I was scheduled to speak this Thursday in the final plenary panel of the Infosys Foundations USA CrossRoads 2018 conference (see program here). My father passed away on May 10, and we just had the funeral Friday May 18, so I apologized and cancelled the trip. I had already thought about what I wanted to say, so here’s a blog post in lieu of a panel presentation.

The session is “Why Teach CS? Why Teach Making?” with Yasmin Kafai, Quincy Brown, and Colleen Lewis. The session was inspired in part by my blog post listing the reasons for teaching programming, and was framed in our preliminary discussions as a debate. Is there a difference between CS education and Maker education? Yasmin was tasked with making the argument that they are pretty much the same. I disagree with that position. Colleen was moderating, and Quincy was still keeping her cards close to her chest — I don’t know what position she’s going to take Thursday.

If our goal is to teach the basics of programming, sure, maker education (where we teach students to make physical devices with embedded computation, such as e-textiles, robotics, or Lego Mindstorms devices) and the kind of computing education that I see reflected in the K-12 CS Framework is pretty much the same. There’s some CS education in there. Students learn the basics of sequential execution, conditionals, and looping. But that’s not the same as computer science education.

If our goal is to change students attitudes towards technology, then sure, maker education may be even more effective than computing education for getting students to see the technology in their world. By making their own technology, students may increase their self-efficacy, and help them to feel that they can and should have control over the technology in their lives. But again, that’s not the same as teaching students computer science.

The big ideas of computer science are much bigger than maker education.
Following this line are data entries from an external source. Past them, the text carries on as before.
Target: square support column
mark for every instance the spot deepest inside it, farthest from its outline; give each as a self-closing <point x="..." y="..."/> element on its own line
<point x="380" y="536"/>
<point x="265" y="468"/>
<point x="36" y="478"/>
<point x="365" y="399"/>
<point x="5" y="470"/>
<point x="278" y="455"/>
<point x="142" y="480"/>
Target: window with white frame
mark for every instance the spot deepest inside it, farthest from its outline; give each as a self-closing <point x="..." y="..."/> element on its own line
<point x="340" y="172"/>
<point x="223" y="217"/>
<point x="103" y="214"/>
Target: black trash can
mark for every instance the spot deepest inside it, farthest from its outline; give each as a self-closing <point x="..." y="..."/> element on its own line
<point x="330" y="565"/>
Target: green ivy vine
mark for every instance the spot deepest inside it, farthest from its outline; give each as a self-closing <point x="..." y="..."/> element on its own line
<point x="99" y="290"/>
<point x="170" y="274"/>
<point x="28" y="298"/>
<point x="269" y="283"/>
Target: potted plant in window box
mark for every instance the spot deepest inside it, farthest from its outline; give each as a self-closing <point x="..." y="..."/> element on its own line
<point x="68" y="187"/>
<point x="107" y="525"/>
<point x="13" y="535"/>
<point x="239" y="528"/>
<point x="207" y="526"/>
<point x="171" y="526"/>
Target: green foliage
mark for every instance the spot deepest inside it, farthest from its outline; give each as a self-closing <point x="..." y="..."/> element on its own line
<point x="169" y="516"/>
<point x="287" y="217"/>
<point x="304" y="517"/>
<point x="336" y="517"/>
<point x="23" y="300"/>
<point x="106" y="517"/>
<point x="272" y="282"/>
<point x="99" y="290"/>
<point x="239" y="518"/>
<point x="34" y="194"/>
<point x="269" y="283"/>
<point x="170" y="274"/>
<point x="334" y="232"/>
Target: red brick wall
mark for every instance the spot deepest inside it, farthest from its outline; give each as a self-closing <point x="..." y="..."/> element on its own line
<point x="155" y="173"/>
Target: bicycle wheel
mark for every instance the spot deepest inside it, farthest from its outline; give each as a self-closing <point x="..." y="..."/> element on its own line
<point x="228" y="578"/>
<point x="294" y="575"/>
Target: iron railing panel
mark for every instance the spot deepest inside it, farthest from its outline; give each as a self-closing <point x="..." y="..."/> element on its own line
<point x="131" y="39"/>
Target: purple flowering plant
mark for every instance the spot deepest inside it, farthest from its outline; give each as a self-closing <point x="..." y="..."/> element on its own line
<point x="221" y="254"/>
Here are three examples.

The questions that Alan Turing was trying to answer when he invented the Turing Machine were “What is computable? What are the limits of mathematics? What is not computable? Is even human intelligence computable?” These are as meta as you can get. This is the heart of computer science, as the science of abstraction. These aren’t ideas students currently explore in maker education. Maybe they could, but certainly don’t require a maker context.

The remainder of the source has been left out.